Prof. Dr. Nurullah ÇETİN
Millet olmak için aynı coğrafyada yaşıyor olmak, aynı ırka ve kavme mensup olmak, menfaat birliğine dayalı bir topluluğa mensup olmak yeterli değildir. Millet, duygu, düşünce, heyecan, kültür ve ortak gelecek tasavvuru birlikteliğine sahip topluluk demektir. Milliyette soy ve kökten önce eğitim ve kültür aranır.
İnsan hangi toplumun, milletin eğitimini, değerlerini ve kültürünü alırsa o millete mensubiyet duygusu hisseder. Duygu, düşünce ve kültür birliği de ortak dilde yapılan eğitimle sağlanır.
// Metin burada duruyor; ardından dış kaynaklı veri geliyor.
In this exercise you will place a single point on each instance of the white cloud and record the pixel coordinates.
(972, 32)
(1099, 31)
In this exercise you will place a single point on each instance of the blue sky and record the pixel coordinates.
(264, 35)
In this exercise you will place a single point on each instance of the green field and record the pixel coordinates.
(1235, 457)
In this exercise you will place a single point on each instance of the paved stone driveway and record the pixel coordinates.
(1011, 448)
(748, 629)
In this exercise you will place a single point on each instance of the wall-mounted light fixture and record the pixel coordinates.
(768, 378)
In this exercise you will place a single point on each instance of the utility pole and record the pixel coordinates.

O halde dünyada yaşayan 350 milyon Türk’ün birliğini, bütünleşmesini, tek yürek tek bilek olmasını istiyorsak, ortak millî değerlerimizi eğitim kanalıyla paylaşacağız, yayacağız ve içselleştirip uygulamaya koyacağız.
Eğitim kanalıyla Türklerin tek millet olma özelliklerini pekiştirmeleri, bugün tarihî bir zorunluluktur. Zira Batı Türkistan bölgesi Türkleri üzerinde Rus kültür emperyalizmi, Doğu Türkistan bölgesi Türkleri üzerinde Çin kültür emperyalizmi, Anadolu, Trakya, Balkan Türkleri üzerinde Amerika ve Avrupa kültür emperyalizmi, Güney Azerbaycan, Afganistan ve Tacikistan Türklüğü üzerinde Fars kültür emperyalizmi, Irak, Suriye, Mısır Türkleri üzerinde Arap kültür emperyalizmi ciddi bir tehdit halinde varlığını koruyor.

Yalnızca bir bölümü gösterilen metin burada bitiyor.